For Unicode, over the past couple days, I fixed bugs in normalization and grapheme breaking, and I implemented word breaking. This was all made a lot easier by the test suites that Unicode includes, and these are now used as unit tests. I also wrote docs for everything. I still need to optimize everything and clean up the code, though. There are a lot more algorithms that I could implement, and plan on implementing eventually, but I'm just going to do this for now.

For XML, I plan on hooking up the XML conformance test suite and fixing any conformance issues that come up, for starters. I've been terribly informal about testing in the past, and I'll try to change this. Instead of optimizing the current XML code directly, I plan on replacing it with a generated lexer and parser: I'll try to make a system like lex/yacc in Factor. Previously, Chris Double has made some pretty cool stuff for parsing with parser combinators and parsing expression grammars, but these both have efficiency problems. I know that a traditional system like lex/yacc can solve the problem of parsing XML, and while it's not as flexible as PEGs, it still might be possible to add high-level OMeta-like features. Parsing is something that I don't know a lot about, so I'll be doing some reading for this.
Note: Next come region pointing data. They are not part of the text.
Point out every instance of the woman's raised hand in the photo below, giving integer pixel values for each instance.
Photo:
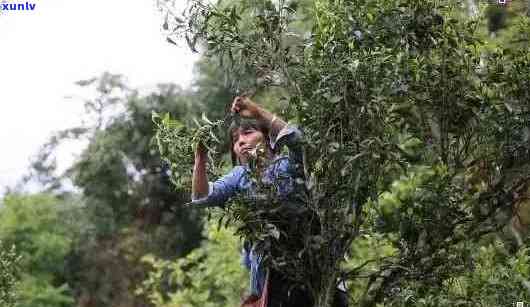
(245, 107)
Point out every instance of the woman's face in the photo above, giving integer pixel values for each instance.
(246, 140)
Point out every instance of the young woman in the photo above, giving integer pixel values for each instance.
(284, 172)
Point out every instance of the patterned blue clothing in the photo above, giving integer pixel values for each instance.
(281, 172)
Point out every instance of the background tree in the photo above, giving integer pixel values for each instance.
(403, 100)
(9, 262)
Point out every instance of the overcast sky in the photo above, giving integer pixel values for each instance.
(45, 51)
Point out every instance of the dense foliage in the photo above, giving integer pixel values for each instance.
(427, 127)
(42, 228)
(415, 116)
(9, 262)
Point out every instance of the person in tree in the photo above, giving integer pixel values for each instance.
(257, 128)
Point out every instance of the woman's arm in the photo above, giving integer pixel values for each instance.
(205, 193)
(248, 108)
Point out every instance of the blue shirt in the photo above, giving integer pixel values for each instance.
(282, 172)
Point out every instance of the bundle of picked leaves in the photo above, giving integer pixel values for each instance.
(177, 144)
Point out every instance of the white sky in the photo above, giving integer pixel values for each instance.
(43, 52)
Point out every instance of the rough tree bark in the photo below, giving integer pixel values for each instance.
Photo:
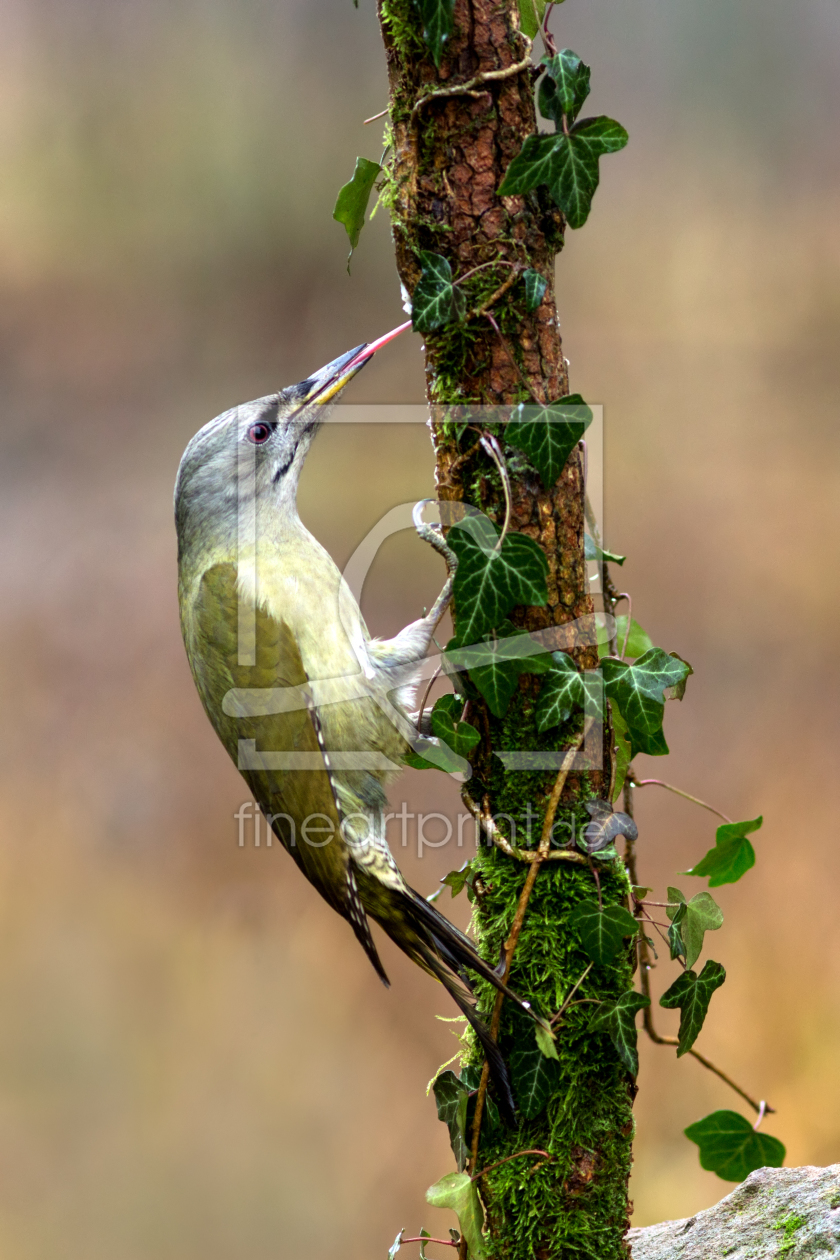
(450, 154)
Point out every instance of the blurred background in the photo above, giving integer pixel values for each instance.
(195, 1059)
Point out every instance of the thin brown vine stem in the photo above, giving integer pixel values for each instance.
(660, 783)
(480, 266)
(431, 684)
(608, 594)
(491, 446)
(645, 968)
(625, 595)
(510, 354)
(535, 1151)
(494, 297)
(486, 77)
(516, 926)
(442, 1242)
(572, 992)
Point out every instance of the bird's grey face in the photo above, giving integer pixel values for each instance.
(252, 456)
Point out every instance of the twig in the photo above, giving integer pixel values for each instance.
(519, 917)
(461, 459)
(491, 446)
(572, 992)
(659, 783)
(443, 1242)
(608, 594)
(630, 620)
(486, 77)
(480, 266)
(645, 967)
(494, 297)
(431, 684)
(510, 354)
(506, 1159)
(493, 833)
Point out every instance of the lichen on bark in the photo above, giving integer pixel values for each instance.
(448, 156)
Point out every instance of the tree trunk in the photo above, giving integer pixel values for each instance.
(448, 158)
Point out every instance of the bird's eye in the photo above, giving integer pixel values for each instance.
(260, 432)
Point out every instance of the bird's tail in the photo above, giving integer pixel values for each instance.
(438, 946)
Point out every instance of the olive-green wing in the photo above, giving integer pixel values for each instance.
(280, 755)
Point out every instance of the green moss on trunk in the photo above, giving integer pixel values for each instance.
(447, 161)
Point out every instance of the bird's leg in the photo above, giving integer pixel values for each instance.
(433, 536)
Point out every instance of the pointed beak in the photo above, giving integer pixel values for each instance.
(329, 381)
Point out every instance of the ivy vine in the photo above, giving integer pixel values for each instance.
(500, 570)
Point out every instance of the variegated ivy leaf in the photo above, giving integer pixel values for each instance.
(535, 285)
(490, 580)
(602, 931)
(639, 691)
(692, 993)
(564, 689)
(564, 87)
(452, 1098)
(436, 17)
(534, 1076)
(732, 1148)
(568, 164)
(461, 1195)
(618, 1019)
(496, 663)
(690, 921)
(732, 854)
(548, 432)
(436, 300)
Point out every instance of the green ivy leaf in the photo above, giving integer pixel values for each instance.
(530, 17)
(618, 1019)
(435, 755)
(460, 736)
(732, 854)
(545, 1041)
(437, 18)
(602, 931)
(621, 738)
(591, 551)
(567, 163)
(549, 432)
(564, 691)
(535, 285)
(351, 202)
(457, 880)
(490, 581)
(731, 1147)
(639, 641)
(564, 87)
(534, 1076)
(496, 664)
(639, 689)
(459, 1193)
(692, 993)
(436, 300)
(693, 920)
(452, 1098)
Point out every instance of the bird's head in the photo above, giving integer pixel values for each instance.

For garbage collection, I want to actually implement something after studying it for so long! I plan on first making Factor's GC generational mark-sweep, and investigating changes to the generational policy to reduce thrashing. Then, there are two things that I want to do: make it incremental, and make some kind of compaction. Maybe this will take the form of mark-copy, or maybe it'll just be an incremental mark-sweep collector with occasional stop-the-world compaction (which could be disabled for certain applications). Either way, expect the footprint of Factor programs in the future to be reduced by almost half, and hopefully GC pauses will be shorter most of the time.